Materials and methods
Sampling
From September 2014 to June 2015, Samples were collected from 80 broiler chicken farms in five provinces representing central and southern parts of Iraq (Al-Basra, Wasit, An-Najaf, Al-Muthanna, and Al-Qadisyia; Fig. 1). Each farm had one flock with 10,000 birds. Five tracheas(pooled together) per flock were collected in a sterile phosphate buffered saline from three to 4 weeks old broiler flocks suffered from respiratory syndrome such as coughing, gasping, rales, and excessive lacrimation in all of the affected broiler flocks. In addition, non-characteristic generalized clinical signs, namely ruffled feathers, huddling, depression, decreased activity, and diarrhea were observed. All the infected flocks have been vaccinated with oily inactivated vaccine of AI subtype H9N2.

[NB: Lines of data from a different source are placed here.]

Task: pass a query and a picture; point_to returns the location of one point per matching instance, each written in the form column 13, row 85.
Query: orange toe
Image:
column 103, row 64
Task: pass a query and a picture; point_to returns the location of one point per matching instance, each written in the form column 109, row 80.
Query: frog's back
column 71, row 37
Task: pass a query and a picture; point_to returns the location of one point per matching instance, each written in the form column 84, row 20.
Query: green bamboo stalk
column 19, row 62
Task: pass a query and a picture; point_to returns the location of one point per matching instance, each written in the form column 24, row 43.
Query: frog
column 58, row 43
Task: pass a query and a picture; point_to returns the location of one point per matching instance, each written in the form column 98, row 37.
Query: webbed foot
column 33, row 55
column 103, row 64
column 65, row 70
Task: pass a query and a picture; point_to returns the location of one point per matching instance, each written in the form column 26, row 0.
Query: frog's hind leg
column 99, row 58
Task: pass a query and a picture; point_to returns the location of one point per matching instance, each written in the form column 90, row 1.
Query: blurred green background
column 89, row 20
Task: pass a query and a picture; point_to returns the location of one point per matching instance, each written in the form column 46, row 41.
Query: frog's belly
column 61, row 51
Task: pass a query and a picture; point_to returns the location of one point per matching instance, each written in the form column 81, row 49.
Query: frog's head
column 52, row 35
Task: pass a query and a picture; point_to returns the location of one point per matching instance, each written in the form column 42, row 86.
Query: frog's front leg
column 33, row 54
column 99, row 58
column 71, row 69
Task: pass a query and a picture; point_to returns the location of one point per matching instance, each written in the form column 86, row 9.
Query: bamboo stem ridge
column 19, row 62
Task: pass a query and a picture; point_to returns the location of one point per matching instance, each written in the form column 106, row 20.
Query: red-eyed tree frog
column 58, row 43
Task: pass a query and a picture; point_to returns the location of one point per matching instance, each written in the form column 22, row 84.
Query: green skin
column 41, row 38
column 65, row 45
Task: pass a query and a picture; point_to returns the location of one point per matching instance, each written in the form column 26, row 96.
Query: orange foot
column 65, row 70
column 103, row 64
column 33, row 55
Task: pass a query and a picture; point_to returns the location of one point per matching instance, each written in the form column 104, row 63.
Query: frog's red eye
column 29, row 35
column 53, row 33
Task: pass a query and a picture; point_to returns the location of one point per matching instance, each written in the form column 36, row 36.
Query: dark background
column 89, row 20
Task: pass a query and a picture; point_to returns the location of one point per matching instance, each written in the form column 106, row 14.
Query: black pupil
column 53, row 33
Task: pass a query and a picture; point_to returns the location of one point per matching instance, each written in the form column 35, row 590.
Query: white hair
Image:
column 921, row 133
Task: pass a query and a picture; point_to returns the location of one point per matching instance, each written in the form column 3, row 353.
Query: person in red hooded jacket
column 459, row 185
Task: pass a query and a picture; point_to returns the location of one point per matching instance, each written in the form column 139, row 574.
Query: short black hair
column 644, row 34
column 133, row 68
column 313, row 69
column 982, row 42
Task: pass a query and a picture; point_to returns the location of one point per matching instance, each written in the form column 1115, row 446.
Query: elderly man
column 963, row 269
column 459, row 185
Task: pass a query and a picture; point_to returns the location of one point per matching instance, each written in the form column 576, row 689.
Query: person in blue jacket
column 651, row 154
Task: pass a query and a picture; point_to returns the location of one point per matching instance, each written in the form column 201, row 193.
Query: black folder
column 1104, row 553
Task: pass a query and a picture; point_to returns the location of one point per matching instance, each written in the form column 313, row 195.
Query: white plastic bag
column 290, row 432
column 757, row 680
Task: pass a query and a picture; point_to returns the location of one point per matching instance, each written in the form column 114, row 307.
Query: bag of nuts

Area of origin of H9N2 AIVs from broiler flocks in Iraq during 2014–2015. The names of the provinces are indicated in boldface and the names of H9N2 AIVs (QMG-1 to QMG-6) are indicated in non-boldface and 10, 20, 21, 15, and 14 denote the numbers of tested flocks in Wasit, Al- Qadisyia, An-Najaf, Al-Muthanna, and Al-Basra, respectively
RNA extraction and cDNA synthesis
Total RNA was extracted directly from tracheas, using CinnaPure RNA extraction kit (SinaClon, Iran) according to the manufacturer’s instructions. The cDNA was synthesized by the reverse transcription (RT) reaction that was performed with a mixture of 5 µL of extracted RNA and 1 µL of influenza universal primer, Uni12: 5′-AGC AAA AGC AGG-3′ and incubated at 65 °C for 5 min and 5 °C for 1 min. Then, 14 µL of master mix consisting of 7.25 µL of DEPC-treated water (SinaClon, Iran), 4 µL Buffer 5×, 2 µL dNTP mix (SinaClon, Iran), 0.5 µL Revert Aid Reverse Transcriptase (Thermo Fisher Scientific, USA), and 0.25 µL Ribolock Rnase inhibitor (Thermo Fisher Scientific, USA) was added to each tube. And the mixture was heated at 25 °C for 5 min, at 42 °C for 60 min, and at 95 °C for 5 min. Finally, it cooled down to 4 °C for 1 min and was stored at −20 °C until it was used. The preliminary RNA extraction and cDNA synthesis were performed in Iraq, and the other molecular characterizations were conducted at the central lab of the Veterinary Faculty of Tehran University, Iran.
Real-time PCR
Real-time PCR was performed as a screening test to detect the presence of influenza virus genome in the pooled samples as the first step for primary screening, and in the next step, the positives tested separately for a precise finding of positive samples. The amplification was performed using an amplification kit (Bioneer, South Korea) with the forward primer 5′-ATGGGGTTTGCTGCC-3′, reverse primer 5′-TTATATACAAATGTTGCAYCTG-3′, and Taqman probe FAM -5′-TTCTGGGCCATGTCCAATGG-3′-TAMRA as described by Monne et al. [13].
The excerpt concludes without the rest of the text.